Grafts & Flaps - The Reinforcements

  • Grafts: Tissue transferred without its own blood supply, relying on the recipient bed for neovascularization.

    • Split-Thickness (STSG): Epidermis & partial dermis. Good for large areas; prone to contraction.
    • Full-Thickness (FTSG): Epidermis & entire dermis. Better cosmesis, less contraction; requires a well-vascularized bed.
  • Flaps: Tissue transferred with its intact blood supply. Essential for covering avascular structures (bone, tendon).

    • Random Pattern: Blood supply from the subdermal plexus. Length-to-width ratio is critical (e.g., < 3:1).
    • Axial Pattern: Incorporates a named direct cutaneous artery.
    • Free Flap: Tissue and its vessels are detached and reanastomosed to vessels at the recipient site.

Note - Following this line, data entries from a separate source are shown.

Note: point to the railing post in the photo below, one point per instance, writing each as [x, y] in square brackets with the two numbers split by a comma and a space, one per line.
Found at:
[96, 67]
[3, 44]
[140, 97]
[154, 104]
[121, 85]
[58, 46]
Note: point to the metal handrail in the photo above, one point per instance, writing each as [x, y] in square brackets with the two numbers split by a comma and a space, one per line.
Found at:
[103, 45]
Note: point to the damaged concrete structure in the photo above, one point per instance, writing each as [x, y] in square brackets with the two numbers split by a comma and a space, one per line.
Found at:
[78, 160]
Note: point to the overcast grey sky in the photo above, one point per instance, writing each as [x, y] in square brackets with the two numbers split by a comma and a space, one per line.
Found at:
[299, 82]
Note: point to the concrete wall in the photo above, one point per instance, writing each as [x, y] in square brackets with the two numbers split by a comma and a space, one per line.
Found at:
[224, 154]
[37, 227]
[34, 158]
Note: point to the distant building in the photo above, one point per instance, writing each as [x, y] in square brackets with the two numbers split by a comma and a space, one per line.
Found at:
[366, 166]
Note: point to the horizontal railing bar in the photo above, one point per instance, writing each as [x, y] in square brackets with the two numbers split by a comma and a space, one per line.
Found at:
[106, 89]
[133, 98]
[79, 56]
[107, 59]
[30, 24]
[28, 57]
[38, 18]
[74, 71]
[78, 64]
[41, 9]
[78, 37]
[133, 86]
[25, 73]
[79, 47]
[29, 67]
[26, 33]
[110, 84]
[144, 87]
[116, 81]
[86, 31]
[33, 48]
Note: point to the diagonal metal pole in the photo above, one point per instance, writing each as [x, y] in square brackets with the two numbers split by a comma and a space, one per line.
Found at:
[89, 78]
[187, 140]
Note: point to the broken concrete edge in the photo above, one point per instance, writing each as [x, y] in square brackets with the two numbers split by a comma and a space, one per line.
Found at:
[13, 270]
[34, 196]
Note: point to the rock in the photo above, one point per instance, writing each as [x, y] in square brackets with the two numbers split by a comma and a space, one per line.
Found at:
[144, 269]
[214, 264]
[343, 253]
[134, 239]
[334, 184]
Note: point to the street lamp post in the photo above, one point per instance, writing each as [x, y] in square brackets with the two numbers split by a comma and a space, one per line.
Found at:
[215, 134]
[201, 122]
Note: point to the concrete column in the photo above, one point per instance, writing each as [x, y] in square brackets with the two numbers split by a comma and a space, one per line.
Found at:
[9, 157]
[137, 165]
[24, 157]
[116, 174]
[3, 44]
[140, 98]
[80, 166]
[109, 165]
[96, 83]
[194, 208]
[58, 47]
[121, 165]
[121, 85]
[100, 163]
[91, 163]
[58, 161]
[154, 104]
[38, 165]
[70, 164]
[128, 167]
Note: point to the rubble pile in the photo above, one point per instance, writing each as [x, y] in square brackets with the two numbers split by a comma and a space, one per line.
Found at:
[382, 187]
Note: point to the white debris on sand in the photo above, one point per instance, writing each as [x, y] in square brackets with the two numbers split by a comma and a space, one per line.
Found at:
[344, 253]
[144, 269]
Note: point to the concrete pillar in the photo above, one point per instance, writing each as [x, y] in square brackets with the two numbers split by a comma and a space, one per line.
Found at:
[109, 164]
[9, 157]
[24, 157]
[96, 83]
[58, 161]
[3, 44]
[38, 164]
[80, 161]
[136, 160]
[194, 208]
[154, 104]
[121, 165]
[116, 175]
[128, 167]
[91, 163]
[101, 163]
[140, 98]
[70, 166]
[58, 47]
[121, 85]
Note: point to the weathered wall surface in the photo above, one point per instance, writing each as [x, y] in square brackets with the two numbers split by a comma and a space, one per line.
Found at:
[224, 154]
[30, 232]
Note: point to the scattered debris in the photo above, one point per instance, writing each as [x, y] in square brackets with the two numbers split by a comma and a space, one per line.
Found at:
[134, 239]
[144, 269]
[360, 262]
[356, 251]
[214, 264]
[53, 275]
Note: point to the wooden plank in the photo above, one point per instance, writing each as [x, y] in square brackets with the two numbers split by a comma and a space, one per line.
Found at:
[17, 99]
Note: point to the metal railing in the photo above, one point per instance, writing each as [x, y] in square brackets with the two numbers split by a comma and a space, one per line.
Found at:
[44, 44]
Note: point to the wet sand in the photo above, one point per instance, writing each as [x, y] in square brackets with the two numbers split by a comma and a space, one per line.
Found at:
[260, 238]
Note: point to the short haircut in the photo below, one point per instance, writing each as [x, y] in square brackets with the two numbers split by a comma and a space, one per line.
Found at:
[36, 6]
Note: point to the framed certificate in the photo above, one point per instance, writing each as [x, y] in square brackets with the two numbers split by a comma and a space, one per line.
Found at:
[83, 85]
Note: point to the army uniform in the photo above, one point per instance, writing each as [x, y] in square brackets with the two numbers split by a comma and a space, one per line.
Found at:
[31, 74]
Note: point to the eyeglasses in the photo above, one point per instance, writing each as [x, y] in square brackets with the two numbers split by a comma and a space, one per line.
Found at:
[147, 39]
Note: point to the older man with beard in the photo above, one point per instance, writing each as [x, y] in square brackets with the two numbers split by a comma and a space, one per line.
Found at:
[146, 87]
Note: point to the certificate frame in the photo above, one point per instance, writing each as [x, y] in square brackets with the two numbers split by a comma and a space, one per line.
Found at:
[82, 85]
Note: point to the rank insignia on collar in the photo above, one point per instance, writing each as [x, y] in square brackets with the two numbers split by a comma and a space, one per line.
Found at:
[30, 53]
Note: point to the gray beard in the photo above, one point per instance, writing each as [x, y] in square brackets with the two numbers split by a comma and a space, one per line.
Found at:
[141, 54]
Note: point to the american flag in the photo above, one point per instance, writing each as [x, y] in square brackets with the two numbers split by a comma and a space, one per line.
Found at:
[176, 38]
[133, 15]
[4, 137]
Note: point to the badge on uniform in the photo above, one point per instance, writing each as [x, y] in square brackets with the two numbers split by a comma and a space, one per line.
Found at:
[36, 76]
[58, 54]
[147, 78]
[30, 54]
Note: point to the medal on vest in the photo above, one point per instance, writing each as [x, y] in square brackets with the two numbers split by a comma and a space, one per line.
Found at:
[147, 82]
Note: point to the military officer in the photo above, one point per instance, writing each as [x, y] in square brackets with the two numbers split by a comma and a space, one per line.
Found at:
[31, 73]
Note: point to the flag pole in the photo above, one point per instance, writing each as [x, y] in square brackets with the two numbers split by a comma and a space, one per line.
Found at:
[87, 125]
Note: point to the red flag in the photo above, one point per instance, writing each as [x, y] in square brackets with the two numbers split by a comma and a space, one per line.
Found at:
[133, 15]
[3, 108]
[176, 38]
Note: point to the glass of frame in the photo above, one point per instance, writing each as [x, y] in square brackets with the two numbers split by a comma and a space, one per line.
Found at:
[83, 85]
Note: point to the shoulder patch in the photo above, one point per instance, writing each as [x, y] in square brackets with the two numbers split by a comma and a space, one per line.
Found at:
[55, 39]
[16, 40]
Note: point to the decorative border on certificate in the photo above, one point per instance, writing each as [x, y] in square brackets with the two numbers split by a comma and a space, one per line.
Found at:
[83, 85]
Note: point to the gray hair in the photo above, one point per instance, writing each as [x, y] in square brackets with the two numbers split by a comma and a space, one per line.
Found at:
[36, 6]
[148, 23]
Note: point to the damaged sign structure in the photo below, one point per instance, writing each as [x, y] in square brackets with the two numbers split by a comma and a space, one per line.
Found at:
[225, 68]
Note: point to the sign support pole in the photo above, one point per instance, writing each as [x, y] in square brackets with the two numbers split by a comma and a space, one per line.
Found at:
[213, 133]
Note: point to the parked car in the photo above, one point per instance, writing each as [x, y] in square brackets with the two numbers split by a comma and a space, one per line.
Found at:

⭐ The most common cause of flap failure is venous thrombosis, leading to congestion and subsequent arterial compromise.

Skin graft vs. flap with vascular pedicle

High-Yield Points - ⚡ Biggest Takeaways

  • Primary intention involves immediate suture of clean, approximated wound edges, resulting in minimal scarring.
  • Secondary intention is for contaminated or large tissue-loss wounds; they are left open to heal via granulation tissue formation.
  • Tertiary intention (Delayed Primary Closure) involves cleaning a contaminated wound, waiting 4-7 days for signs of healing, then suturing it closed.
  • The key determinant for closure type is the degree of contamination and tissue loss.
  • Secondary intention healing is the slowest and results in the most significant scarring.